New dump: dump4_231110_094643.dmp
Here is the call stack when the exception is thrown:
KERNELBASE!RaiseException+0x6c
VCRUNTIME140D!_CxxThrowException+0x120
llmodel!vk::detail::throwResultException+0x29c
llmodel!vk::resultCheck+0x23
llmodel!vk::Instance::enumeratePhysicalDevices<std::allocator<vk::PhysicalDevice>,vk::DispatchLoaderDynamic>+0xf7
llmodel!kp::Manager::listDevices+0x38
llmodel!ggml_vk_available_devices+0xf6
llmodel!LLModel::availableGPUDevices+0x4f
chat!MySettings::MySettings+0x74
chat!MyPrivateSettings::MyPrivateSettings+0x14
chat!`anonymous namespace'::Q_QGS_settingsInstance::innerFunction+0x36
chat!QtGlobalStatic::Holder<`anonymous namespace'::Q_QGS_settingsInstance>::Holder<`anonymous namespace'::Q_QGS_settingsInstance>+0x1c
chat!QGlobalStatic<QtGlobalStatic::Holder<`anonymous namespace'::Q_QGS_settingsInstance> >::instance+0x4c
chat!QGlobalStatic<QtGlobalStatic::Holder<`anonymous namespace'::Q_QGS_settingsInstance> >::operator()+0x24
chat!MySettings::globalInstance+0x12
chat!main+0x12f
chat!invoke_main+0x39
chat!__scrt_common_main_seh+0x12e
chat!__scrt_common_main+0xe
chat!mainCRTStartup+0xe
kernel32!BaseThreadInitThunk+0x10
ntdll!RtlUserThreadStart+0x2b
It's caused by VK_ERROR_DEVICE_LOST:
So it looks like we need to catch Vulkan exceptions from komputeManager()->listDevices() and ignore them. It seems like there is some issue with your GPU driver that prevents Vulkan from being used.
Anything I can do then?
From my perspective, unless you can suggest a patch, looks like you'll need to wait for the developers to do something. One thing I'd suggest is updating drivers, since this seems to be a driver issue. I actually was suffering from this issue too, but "something changed" and it started working again. Maybe I updated drivers, but I can't be certain. I have NVIDIA card, so I may have updated the driver + CUDA.

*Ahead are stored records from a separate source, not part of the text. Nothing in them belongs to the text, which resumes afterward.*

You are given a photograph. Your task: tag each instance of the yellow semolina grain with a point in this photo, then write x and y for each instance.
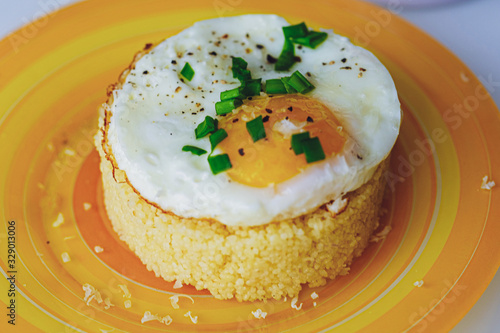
(246, 263)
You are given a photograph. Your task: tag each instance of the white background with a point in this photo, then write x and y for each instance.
(469, 28)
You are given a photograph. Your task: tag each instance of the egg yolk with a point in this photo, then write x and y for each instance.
(271, 160)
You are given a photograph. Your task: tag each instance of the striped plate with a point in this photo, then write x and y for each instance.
(54, 74)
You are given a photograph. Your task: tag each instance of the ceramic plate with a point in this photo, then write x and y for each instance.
(53, 76)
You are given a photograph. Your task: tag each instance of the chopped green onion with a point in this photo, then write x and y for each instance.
(297, 140)
(195, 150)
(239, 69)
(312, 40)
(238, 63)
(227, 105)
(313, 150)
(251, 87)
(300, 83)
(233, 93)
(287, 56)
(209, 125)
(288, 87)
(275, 86)
(219, 163)
(294, 31)
(217, 137)
(187, 71)
(256, 129)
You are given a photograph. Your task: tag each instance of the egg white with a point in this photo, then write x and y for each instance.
(155, 113)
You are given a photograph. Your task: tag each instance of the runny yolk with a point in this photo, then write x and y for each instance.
(271, 160)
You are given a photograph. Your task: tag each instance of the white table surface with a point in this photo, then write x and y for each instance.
(469, 28)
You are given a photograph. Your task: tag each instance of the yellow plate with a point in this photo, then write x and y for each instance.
(54, 74)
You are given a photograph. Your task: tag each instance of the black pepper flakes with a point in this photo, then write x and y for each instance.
(270, 59)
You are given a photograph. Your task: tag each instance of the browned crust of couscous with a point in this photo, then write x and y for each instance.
(248, 263)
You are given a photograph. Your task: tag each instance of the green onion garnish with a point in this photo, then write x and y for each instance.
(298, 34)
(251, 87)
(287, 56)
(233, 93)
(297, 140)
(275, 86)
(288, 87)
(313, 150)
(300, 83)
(195, 150)
(219, 163)
(256, 129)
(209, 125)
(240, 71)
(295, 31)
(312, 40)
(187, 71)
(227, 105)
(217, 137)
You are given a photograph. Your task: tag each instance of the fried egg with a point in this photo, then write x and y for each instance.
(353, 110)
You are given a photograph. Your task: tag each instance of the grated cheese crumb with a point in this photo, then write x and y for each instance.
(175, 299)
(337, 206)
(91, 293)
(69, 152)
(381, 235)
(107, 303)
(59, 220)
(487, 185)
(126, 292)
(294, 303)
(259, 314)
(193, 319)
(418, 284)
(167, 320)
(65, 257)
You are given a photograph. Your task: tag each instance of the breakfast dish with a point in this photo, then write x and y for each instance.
(246, 155)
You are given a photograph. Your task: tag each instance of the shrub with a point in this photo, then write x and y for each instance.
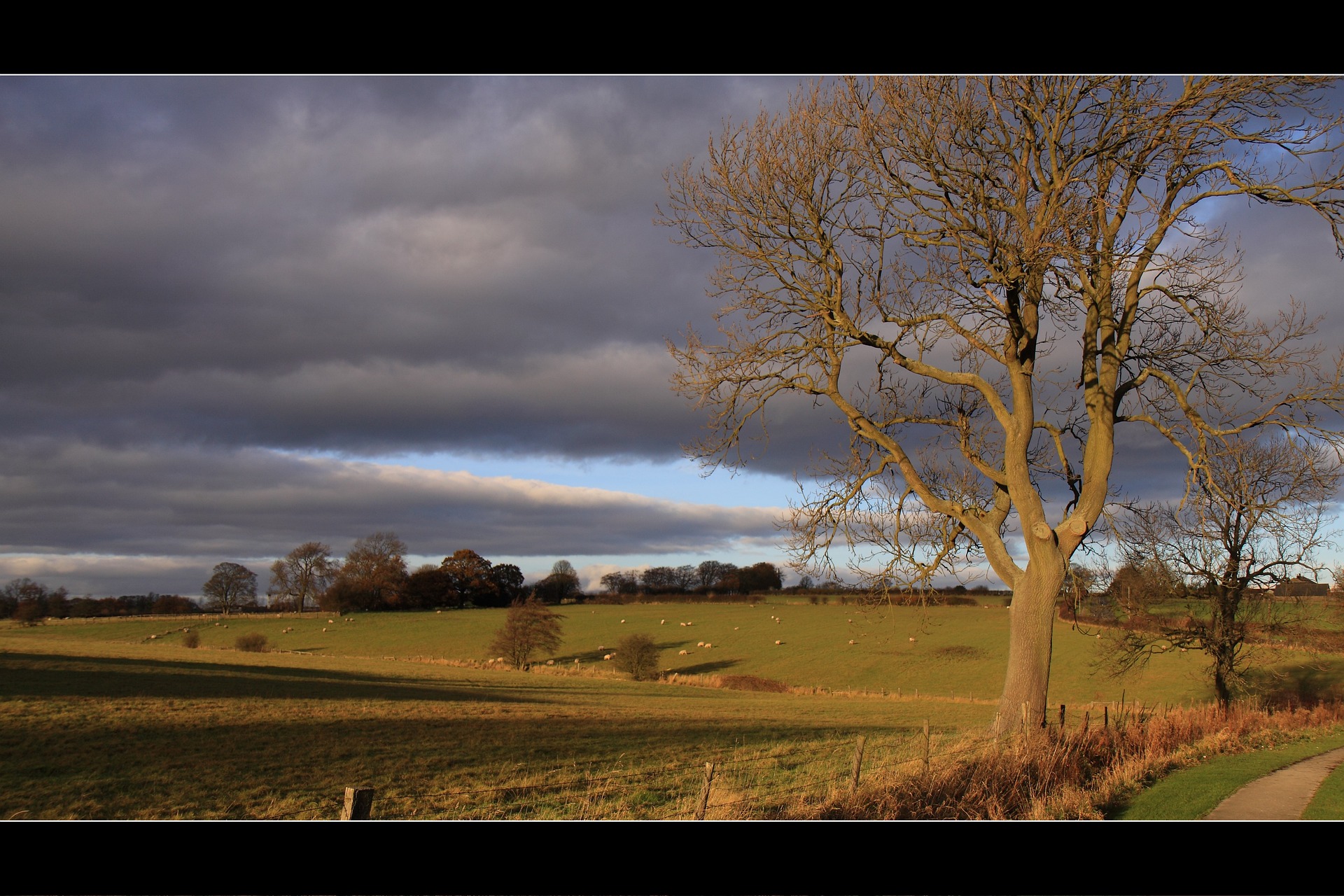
(753, 682)
(638, 656)
(254, 643)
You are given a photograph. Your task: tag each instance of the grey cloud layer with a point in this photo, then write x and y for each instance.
(195, 270)
(257, 503)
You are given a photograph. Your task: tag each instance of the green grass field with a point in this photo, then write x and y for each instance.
(118, 719)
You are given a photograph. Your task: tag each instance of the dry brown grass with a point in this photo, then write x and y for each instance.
(1073, 774)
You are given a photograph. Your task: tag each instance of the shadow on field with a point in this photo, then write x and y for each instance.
(35, 675)
(1304, 684)
(707, 668)
(422, 764)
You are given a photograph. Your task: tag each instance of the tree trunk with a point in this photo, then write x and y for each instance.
(1031, 631)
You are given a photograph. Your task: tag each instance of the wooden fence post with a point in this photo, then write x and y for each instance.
(858, 763)
(705, 794)
(359, 802)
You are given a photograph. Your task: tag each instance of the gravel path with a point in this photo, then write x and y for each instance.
(1280, 796)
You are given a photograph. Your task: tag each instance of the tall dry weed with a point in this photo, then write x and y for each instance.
(1068, 774)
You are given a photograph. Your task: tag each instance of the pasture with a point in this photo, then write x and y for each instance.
(118, 719)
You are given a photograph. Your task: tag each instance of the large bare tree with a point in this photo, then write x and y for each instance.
(1256, 514)
(986, 279)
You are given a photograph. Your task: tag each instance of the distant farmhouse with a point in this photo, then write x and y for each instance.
(1301, 587)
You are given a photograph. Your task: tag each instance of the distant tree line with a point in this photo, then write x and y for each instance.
(710, 577)
(374, 577)
(30, 602)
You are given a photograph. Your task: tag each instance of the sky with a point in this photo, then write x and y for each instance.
(238, 315)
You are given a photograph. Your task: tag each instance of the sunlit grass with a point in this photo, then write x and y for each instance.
(1195, 792)
(99, 719)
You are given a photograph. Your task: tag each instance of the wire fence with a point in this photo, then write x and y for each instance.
(771, 782)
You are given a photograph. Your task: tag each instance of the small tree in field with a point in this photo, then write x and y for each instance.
(230, 586)
(638, 656)
(530, 628)
(1254, 514)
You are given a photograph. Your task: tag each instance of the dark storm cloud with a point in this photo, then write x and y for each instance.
(385, 264)
(70, 498)
(195, 270)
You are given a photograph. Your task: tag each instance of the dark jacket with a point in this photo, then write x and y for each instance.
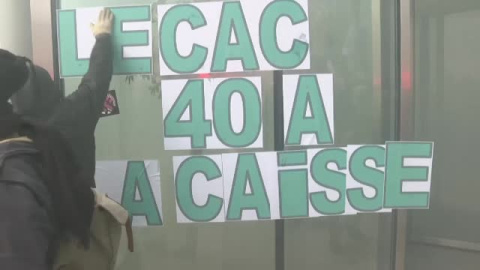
(77, 115)
(26, 224)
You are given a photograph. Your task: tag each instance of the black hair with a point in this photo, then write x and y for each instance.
(73, 200)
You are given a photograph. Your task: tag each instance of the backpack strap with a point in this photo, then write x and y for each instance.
(118, 213)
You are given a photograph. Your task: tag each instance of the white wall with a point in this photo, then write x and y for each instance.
(15, 27)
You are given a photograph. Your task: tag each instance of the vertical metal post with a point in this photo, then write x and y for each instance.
(42, 34)
(279, 146)
(406, 114)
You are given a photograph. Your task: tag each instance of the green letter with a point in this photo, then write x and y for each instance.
(268, 34)
(308, 95)
(396, 173)
(197, 128)
(168, 39)
(368, 176)
(70, 65)
(248, 172)
(293, 185)
(136, 177)
(330, 179)
(252, 112)
(233, 22)
(121, 64)
(183, 181)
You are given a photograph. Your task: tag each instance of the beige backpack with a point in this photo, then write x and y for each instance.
(109, 218)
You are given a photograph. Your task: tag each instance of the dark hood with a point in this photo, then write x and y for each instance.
(38, 97)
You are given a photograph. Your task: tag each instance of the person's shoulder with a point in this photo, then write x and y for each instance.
(19, 166)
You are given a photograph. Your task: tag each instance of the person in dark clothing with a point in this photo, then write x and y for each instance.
(76, 115)
(45, 190)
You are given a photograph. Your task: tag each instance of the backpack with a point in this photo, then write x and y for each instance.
(108, 220)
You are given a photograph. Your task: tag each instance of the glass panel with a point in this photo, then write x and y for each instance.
(446, 112)
(137, 134)
(354, 39)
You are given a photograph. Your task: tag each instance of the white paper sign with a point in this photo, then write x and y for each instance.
(134, 184)
(308, 109)
(86, 40)
(192, 31)
(259, 173)
(356, 177)
(203, 202)
(212, 114)
(314, 187)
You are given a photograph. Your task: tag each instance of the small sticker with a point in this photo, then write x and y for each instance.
(110, 106)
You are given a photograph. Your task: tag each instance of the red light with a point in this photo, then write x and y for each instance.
(205, 76)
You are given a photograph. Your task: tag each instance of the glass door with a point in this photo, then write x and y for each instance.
(446, 109)
(353, 39)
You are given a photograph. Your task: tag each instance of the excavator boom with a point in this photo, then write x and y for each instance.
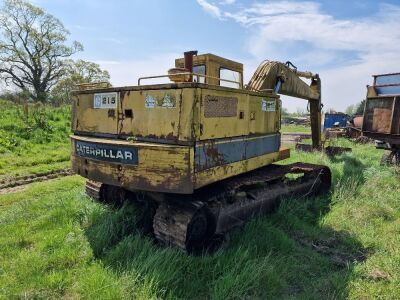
(287, 81)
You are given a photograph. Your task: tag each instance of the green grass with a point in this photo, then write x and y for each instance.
(34, 142)
(57, 243)
(295, 128)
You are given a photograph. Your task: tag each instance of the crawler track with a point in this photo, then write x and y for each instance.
(13, 182)
(192, 222)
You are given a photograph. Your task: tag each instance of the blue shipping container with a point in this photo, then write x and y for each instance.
(331, 119)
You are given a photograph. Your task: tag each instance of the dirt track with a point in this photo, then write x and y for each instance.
(12, 184)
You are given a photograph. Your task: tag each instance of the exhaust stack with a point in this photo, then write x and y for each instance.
(189, 62)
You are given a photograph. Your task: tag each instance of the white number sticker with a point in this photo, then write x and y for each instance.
(105, 100)
(268, 105)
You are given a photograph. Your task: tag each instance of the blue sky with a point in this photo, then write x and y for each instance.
(344, 41)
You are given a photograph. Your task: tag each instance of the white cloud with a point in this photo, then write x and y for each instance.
(346, 52)
(227, 2)
(127, 72)
(210, 8)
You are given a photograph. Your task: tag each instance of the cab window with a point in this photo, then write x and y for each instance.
(229, 75)
(200, 69)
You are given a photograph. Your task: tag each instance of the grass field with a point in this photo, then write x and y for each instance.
(57, 243)
(34, 141)
(295, 128)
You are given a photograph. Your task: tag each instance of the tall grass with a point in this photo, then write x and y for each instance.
(57, 243)
(33, 139)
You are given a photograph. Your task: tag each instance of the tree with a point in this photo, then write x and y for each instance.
(360, 108)
(77, 72)
(350, 110)
(32, 48)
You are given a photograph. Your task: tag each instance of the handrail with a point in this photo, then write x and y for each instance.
(192, 74)
(92, 85)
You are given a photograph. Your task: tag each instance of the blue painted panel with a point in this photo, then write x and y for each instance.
(106, 152)
(388, 79)
(331, 119)
(216, 153)
(388, 90)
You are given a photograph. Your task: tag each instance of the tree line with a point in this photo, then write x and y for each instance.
(35, 55)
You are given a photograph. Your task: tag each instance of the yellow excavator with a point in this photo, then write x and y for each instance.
(198, 153)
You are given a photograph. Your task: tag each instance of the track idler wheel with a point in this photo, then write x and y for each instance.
(188, 227)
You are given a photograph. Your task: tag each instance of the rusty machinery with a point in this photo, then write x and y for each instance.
(199, 152)
(381, 120)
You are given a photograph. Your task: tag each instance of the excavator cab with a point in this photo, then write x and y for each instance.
(215, 70)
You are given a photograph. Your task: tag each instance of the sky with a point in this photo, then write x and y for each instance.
(344, 41)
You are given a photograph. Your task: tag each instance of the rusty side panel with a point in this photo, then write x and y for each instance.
(154, 114)
(219, 173)
(160, 168)
(88, 119)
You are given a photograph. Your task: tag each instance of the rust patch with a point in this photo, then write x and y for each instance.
(218, 106)
(111, 113)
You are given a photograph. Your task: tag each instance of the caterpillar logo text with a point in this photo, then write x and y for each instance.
(126, 155)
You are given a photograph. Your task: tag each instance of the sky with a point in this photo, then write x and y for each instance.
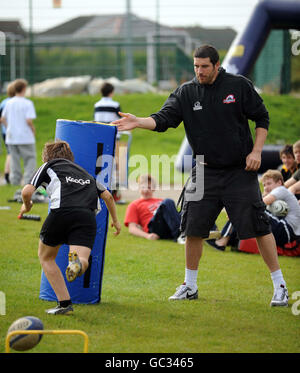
(209, 14)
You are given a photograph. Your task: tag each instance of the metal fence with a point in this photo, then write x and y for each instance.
(39, 61)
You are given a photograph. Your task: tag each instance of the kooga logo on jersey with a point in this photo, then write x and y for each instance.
(77, 181)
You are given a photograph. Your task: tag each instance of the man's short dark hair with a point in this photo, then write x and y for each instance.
(107, 89)
(207, 51)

Following @H4CKS4F3 advice, we've updated the CUDA to version 12.3.1, which updated NVidia drivers from 545.84 to 546.12. Other changes that came along were: Nsight Compute, 2023.3.1 -> 2023.3.1 Nsight Visual Studio Edition, 2023.3.0.23xxx -> 2023.3.1.23311
But GPT4All still doesn't start. So maybe it's not the drivers.
i had exactly this problem ... and solved it .. deactivatoin of Antivirus is NOT enough ... you need to reinstall .. here my text from another post I solved my own problem / issue:
hey .. just an update for Windows users:
The reason ... why on windows chat.exe is opening in the task manager only but not opening the GUI seems to be an interference with AVG Antivirus software. After uninstalling it gpt4all version 2.8 pre opened with CUDA and everything!!
I made a discord post in the Gpt4all channel here: https://discord.com/channels/1076964370942267462/1090651132390543400/1242561840056111114
thus uninstall antivirus software ... run chat.exe again ... then reinstall antivirus .... at least in my case this is the solution
i had exactly this problem
Different issue. OP experienced a crash caused by a bad interaction with a non-functional Vulkan driver.